The Power of the Retrofit: Part 2 - Blog - Build2Sustain


A little over a week ago, we highlighted Caterpillar as an example of what can be achieved with an intelligent retrofit. The project earned LEED certification and the energy savings were well publicized. But we weren't satisfied. We know that the most important part of any business case is ROI and payback. With that in mind, we reached out to Tom Gerike, Engineering Project Team Leader at Caterpillar to learn more.

1) Reports indicate your retrofit achieved an energy consumption reduction of more than 40% resulting in $800k worth of savings. We're always making the business case for sustainable retrofit and renovation; can you give us a sense of the ROI and payback period associated with the retrofit?

We spent approximately $3,000,000 to get this $800,000 in savings for a payback of 3.75 years.

2) Were there primary building systems you knew you could target when planning the retrofit or did you evaluate everything? What was the design process like?

Primary building systems that were evaluated were the air handlers and air distribution, the chiller plant, and the lighting. The design process was based on seeing what current equipment was not performing as it should have been and then looking for further improvement opportunities. A walk-through audit was performed after maintenance improvements were made to determine what kind of engineering changes were needed for the systems.

3) As a result of your design process, what primary building systems were retrofitted? Were core systems retrofitted (HVAC, Lighting, Windows), was this largely a control-based retrofit, or both?
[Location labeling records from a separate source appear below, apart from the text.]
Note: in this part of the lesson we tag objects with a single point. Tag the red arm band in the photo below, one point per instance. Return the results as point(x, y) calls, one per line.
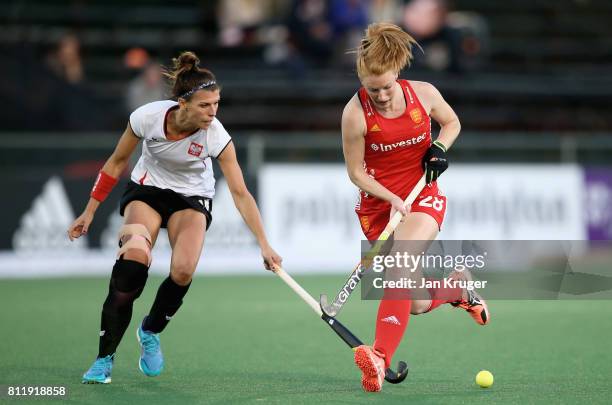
point(103, 186)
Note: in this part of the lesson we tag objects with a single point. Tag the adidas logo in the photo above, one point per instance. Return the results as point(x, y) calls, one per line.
point(391, 319)
point(44, 225)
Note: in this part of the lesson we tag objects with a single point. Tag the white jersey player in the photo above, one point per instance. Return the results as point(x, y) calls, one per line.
point(171, 187)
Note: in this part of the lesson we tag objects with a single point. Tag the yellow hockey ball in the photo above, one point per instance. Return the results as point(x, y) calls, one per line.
point(484, 378)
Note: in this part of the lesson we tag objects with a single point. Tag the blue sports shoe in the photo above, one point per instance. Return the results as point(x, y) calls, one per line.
point(99, 372)
point(151, 358)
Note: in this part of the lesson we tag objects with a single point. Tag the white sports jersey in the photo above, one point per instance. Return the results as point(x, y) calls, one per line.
point(183, 166)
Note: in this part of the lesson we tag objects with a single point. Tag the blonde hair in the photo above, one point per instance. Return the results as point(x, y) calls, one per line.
point(385, 47)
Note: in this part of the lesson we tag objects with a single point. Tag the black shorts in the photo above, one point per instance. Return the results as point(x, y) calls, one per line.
point(165, 201)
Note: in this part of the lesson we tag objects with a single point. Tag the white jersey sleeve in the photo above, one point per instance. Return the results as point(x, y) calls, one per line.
point(217, 139)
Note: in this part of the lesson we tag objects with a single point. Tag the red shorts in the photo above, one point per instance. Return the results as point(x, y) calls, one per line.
point(430, 201)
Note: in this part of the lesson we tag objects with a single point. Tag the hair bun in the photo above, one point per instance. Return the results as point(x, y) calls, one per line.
point(186, 61)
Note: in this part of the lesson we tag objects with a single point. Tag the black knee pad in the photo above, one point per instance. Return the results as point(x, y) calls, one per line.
point(129, 275)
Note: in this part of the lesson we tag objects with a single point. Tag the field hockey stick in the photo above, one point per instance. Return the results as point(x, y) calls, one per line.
point(393, 377)
point(353, 281)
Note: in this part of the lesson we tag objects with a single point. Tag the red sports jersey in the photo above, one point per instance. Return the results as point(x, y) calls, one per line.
point(394, 148)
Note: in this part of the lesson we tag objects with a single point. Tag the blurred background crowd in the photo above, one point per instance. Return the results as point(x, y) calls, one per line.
point(522, 65)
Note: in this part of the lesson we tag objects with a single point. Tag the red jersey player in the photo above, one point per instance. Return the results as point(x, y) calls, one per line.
point(387, 143)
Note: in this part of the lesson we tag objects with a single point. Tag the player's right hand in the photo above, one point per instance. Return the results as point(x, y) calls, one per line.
point(80, 226)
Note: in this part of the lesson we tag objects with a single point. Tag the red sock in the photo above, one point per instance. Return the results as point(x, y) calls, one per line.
point(391, 322)
point(444, 295)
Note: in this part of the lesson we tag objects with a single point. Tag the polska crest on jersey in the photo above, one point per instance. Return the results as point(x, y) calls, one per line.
point(195, 149)
point(416, 115)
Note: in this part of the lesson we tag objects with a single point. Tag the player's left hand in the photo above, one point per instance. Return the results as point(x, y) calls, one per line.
point(272, 260)
point(434, 162)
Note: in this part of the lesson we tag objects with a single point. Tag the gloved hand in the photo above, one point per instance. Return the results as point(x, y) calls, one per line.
point(434, 161)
The major areas of work for this project were to convert the building from a constant volume system into a variable air volume system, controls upgrades to convert pneumatic controllers at terminal devices to direct digital controllers, control upgrades to the chiller plant, and the installation of an automated lighting system to schedule the lights on and off.
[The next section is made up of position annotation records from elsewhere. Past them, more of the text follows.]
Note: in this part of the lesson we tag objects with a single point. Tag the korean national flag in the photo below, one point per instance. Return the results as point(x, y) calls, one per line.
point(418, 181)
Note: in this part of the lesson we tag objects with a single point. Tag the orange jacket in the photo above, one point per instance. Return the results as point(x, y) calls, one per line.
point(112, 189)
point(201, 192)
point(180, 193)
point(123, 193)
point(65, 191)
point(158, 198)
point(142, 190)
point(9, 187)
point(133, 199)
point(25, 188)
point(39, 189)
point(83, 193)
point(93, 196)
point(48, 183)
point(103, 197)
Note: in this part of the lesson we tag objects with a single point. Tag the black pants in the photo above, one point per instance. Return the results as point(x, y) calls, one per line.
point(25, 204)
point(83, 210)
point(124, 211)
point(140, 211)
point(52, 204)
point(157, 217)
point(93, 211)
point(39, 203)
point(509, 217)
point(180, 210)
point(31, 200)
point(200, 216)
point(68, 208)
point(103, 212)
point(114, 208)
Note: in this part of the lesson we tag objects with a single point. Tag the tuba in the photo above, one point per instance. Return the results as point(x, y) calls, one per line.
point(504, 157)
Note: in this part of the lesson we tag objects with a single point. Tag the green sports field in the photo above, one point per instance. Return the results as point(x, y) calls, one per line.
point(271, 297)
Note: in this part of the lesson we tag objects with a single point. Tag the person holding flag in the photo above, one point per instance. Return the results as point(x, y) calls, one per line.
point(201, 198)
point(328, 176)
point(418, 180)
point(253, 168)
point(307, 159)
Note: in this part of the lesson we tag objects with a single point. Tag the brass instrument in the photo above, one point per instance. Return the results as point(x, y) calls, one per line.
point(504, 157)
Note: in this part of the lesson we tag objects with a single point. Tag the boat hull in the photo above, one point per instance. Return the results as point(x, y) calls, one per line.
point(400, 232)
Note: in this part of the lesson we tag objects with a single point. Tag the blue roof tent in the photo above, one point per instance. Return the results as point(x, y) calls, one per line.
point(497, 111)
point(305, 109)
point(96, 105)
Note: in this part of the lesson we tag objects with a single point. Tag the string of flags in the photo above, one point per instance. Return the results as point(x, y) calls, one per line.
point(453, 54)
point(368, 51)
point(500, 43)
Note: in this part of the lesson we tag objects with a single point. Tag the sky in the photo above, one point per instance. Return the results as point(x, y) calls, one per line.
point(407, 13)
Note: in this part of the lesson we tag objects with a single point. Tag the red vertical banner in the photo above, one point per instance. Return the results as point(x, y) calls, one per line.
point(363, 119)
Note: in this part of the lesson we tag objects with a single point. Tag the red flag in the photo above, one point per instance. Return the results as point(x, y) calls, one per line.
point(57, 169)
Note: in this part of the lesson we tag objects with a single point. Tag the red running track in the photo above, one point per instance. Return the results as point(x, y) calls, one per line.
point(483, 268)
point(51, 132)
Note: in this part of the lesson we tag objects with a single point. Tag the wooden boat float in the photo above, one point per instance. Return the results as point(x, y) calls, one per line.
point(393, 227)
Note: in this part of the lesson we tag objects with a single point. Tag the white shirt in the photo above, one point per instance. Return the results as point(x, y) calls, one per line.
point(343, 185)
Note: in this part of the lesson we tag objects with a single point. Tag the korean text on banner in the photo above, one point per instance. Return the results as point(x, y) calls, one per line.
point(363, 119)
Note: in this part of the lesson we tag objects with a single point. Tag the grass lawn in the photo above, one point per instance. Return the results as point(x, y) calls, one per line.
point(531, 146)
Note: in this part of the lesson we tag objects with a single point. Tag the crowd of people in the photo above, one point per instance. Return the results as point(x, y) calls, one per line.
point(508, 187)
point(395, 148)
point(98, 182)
4) You achieved LEED Gold-EBOM certification for this project. Was LEED certification a primary goal of the project? How did that impact the way you approached the project?

Yes, LEED certification was a primary goal. It impacted the approach of the project in the following way. To get LEED, you need a minimum score on the Energy Star of 69. We were well below that value, so the energy improvements became a major focus of the project in order to reach that minimum score. Also, the savings from the energy improvements went to offset the costs of additional changes need to achieve LEED.

5) How long did the project take from internal proposal to completion?

We worked 2 years on this project.

6) Given the success of this project, are there future Caterpillar sites slated for similar retrofits?

Yes, we are always looking to make energy efficiency improvements that are in line with our enterprise sustainability goals.